Let’s just start with the video:
These scenes work almost exactly the same in context. Of course, our context is the the Nicolas Cage vehicle The Wicker Man. Which, I suppose, is a film without context.
The 1973 original Wicker Man with Edward Woodward and Christopher Lee is a classic. It’s one of those, “the northern villagers are crazy” horror stories the British Isles do so well. It’s also a musical. That’s right, a horror movie musical and all of the songs are about pagan sex.
Put all of that out of your mind as Neil LaBute recreates The Wicker Man for an American audience. Instead of “northern villagers” being crazy, we get “women.” In the world of Neil LaBute’s The Wicker Man, all women are the same. They have evolved. There are many copies.
And they have a plan.
The movie opens with Nic Cage doing his best Electra Glide in Blue impression. He’s a CHP officer with the improbable name Edward Malus. After failing to save a woman and her child, Malus recieves a letter from his long lost love Willow. Her daughter Rowan has gone missing and she needs Malus’s aid. She also lives on a tiny island in Washington called Summersisle. The officer is eager to go as he is still recovering from a recent trauma; he failed to save a mother and her young daughter from a burning car.
Getting there is no easy task. The island can only be reached by seaplane and the local pilot is reticent to take a visitor over. Once there, Malus proceeds to be generally condescending to the population of Summersisle. He also likes to throw his badge around a lot and claim he’s on official police business. Apparently, a CHP Officer’s authority extends across all of US 1 and nearby islands.

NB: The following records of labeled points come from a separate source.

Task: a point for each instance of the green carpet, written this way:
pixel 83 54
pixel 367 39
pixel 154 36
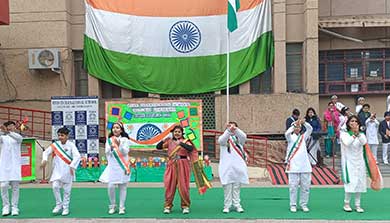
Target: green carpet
pixel 259 203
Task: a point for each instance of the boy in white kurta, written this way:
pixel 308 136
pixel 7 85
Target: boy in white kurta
pixel 65 162
pixel 10 166
pixel 233 170
pixel 298 164
pixel 117 172
pixel 352 163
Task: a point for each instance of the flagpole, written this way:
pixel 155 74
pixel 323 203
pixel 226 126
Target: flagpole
pixel 227 77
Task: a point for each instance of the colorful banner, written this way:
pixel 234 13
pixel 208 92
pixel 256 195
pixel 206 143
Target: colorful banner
pixel 81 116
pixel 28 159
pixel 147 123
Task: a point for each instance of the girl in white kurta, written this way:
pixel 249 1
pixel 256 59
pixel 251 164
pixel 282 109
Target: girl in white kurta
pixel 298 164
pixel 117 172
pixel 65 162
pixel 352 163
pixel 10 166
pixel 232 166
pixel 372 126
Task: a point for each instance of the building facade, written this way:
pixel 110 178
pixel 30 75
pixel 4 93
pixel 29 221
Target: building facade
pixel 304 73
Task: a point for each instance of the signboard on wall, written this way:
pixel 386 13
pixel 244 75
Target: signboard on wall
pixel 147 123
pixel 28 159
pixel 81 116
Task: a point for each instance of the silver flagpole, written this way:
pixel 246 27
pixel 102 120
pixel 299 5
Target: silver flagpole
pixel 227 77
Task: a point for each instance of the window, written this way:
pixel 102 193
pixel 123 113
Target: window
pixel 109 90
pixel 262 84
pixel 354 71
pixel 81 76
pixel 294 67
pixel 335 72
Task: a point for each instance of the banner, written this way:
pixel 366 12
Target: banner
pixel 81 116
pixel 28 159
pixel 176 46
pixel 147 123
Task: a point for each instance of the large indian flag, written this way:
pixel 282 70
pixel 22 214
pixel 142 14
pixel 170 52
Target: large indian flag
pixel 176 46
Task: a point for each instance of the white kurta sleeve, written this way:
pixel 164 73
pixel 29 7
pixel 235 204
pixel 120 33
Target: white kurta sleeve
pixel 346 139
pixel 288 133
pixel 124 145
pixel 108 149
pixel 75 157
pixel 362 139
pixel 16 136
pixel 46 153
pixel 376 123
pixel 241 136
pixel 309 130
pixel 223 139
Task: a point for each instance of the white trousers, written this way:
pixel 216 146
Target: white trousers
pixel 122 194
pixel 315 147
pixel 374 149
pixel 348 196
pixel 57 185
pixel 15 193
pixel 232 195
pixel 304 180
pixel 384 152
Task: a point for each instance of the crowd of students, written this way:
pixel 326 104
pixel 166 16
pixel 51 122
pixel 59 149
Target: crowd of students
pixel 343 129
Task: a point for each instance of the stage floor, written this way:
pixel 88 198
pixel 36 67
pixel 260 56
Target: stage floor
pixel 259 203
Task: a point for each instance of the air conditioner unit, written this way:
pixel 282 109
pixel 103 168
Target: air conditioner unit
pixel 48 58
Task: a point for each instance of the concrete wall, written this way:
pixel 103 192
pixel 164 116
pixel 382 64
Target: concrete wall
pixel 353 7
pixel 262 113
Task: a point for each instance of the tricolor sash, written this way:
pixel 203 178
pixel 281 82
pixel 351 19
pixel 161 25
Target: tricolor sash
pixel 119 156
pixel 372 168
pixel 236 146
pixel 294 149
pixel 60 152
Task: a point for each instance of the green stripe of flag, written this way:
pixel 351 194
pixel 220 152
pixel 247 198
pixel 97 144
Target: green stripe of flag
pixel 232 15
pixel 192 75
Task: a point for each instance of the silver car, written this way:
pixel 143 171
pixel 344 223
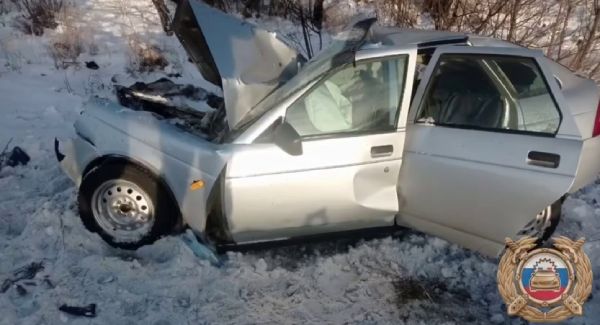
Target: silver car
pixel 468 138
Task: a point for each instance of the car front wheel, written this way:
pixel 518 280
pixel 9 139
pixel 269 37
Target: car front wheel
pixel 126 205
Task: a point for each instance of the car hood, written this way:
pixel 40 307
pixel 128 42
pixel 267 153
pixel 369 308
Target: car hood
pixel 246 61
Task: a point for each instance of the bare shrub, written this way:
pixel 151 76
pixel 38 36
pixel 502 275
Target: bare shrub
pixel 38 14
pixel 68 43
pixel 145 57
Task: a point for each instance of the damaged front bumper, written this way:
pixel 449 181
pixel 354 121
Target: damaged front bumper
pixel 74 155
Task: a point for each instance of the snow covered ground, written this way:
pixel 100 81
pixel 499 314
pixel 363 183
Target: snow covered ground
pixel 405 278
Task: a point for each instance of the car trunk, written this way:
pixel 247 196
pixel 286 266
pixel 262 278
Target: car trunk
pixel 245 61
pixel 582 98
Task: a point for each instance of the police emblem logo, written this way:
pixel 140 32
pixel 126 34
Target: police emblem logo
pixel 545 284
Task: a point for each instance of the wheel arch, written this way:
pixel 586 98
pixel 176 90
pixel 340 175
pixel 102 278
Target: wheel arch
pixel 124 160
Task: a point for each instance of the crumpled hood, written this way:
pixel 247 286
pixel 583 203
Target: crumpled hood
pixel 246 61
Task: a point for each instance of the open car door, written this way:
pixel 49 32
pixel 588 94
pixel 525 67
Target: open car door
pixel 490 143
pixel 246 61
pixel 350 123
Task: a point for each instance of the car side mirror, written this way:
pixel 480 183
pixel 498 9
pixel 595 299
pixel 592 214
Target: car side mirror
pixel 287 138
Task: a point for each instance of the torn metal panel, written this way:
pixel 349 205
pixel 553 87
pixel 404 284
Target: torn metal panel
pixel 250 61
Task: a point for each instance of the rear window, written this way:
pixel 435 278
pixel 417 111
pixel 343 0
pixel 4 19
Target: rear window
pixel 490 93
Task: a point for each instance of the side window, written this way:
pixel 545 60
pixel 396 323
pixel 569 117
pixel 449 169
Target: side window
pixel 489 92
pixel 365 98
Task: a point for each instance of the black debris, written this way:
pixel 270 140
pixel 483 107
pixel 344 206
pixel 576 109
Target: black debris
pixel 172 101
pixel 92 65
pixel 27 272
pixel 17 156
pixel 86 311
pixel 21 290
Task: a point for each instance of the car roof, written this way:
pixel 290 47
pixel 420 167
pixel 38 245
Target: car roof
pixel 395 36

His investigation goes slowly as all the women of the island are unhelpful and the men refuse to talk to him. Talking with Willow, he learns Rowan is also his own child and search becomes frantic. He soon assembles clues that lead him to believe she will be sacrificed because the honey crop — the islands chief export — failed last year.
After asking Willow how Rowan’s doll got burned, Malus starts stealing bikes at gunpoint, breaking into homes, and finally, attacks a women for her bear costume, as seen in the video. He does this to get into the women of Summersisle fertility whatsits and save his little girl. Unfortunately for Mauls, it turns out all the women of the island have been league from the start to get Edward Malus. Isn’t that just like women? So they break his legs, sting him with bees (turns out he’s allergic) and string him up in the Wicker Man where he burns to death. It is hoped his sacrifice will produce honey.
So why do I think this film hates women? Let’s see. I think the damning moment is when a couple of the fertility revelers turn out to be the woman and daughter that supposedly burned to death at the beginning of the film! Gasp! They were pretended to die so Malus would be emotionally distraught. The little girl even looks like Rowan. Besides the big shock moment, the film features the women of Summersisle trading knowing glances and smiles. The whole thing is pretty over the top. LaBute’s previous work has a streak we can generously called “misogynistic,” but The Wicker Man takes it to a new extreme. Here, every single women in the film is part of the plan to kill Malus. Even a friendly fellow cop back in California.
So if this was LaBute’s intent, why is the film a “Best of” selection? His view of women completely fails to be chilling in any way, shape, or bear. The original film gets a great deal of its tension from the legitimate clash of cultures between an urbanized Catholic cop and a small pagan highland community. In the end, that cop turns out to be the bad guy, imposing his views on a town that gets along fine, for the most part, without modernity. LaBute tries to transpose that genuine culture conflict into the war of the sexes, which blunts the clash as Washington ultimately is not that different from California. Also, because we don’t have the same history as Europe, the women of Summersisle come off fairly modern. The only palpable difference between the island and the rest of the country is its recognized matriarchy. Oooh! Scary!
Therefore, all of Cage’s sarcasm, vitriol, and fisticuffs make him appear as bad or worse than the women who are preventing him from doing his job … out of his juristiction.
Instead of horror, what is laid bare (ha! that’s two now) is LaBute’s own fears of a completely female-ran society where men are relieved of their tongues and women become a uniformed mob relentless in the persecution and control of the other. In The Wicker Man is the belief that all women are just one woman out to emasculate, cripple, and then immolate man.
He then used Nicolas Cage, a man who often acts like his head is constantly on fire, to be his spokesperson. It’s a daft little film that I’m sure he’d love to call a dark comedy, but like Tommy Wiseau, LaBute laid himself out a little to naked to believe that this anything else but his darkest nightmare made into cinema.
Also, this film is full of more wackiness than the video let’s on. Including Leelee Sobieski trying on three personalities in the span of one scene and twin girls repeatedly saying “Phallic symbol. Phallic symbol.” There’s plenty more, but I don’t want to spoil the surprise.
Despite the film’s dodgy politics, it is the perfect Yakmala movie because it fails to even make its own agenda convincing. Everything is as obvious as the following still from the film:
Also, it has Cage shouting the immortal line, “No, not the bees!” What could be more perfect than that?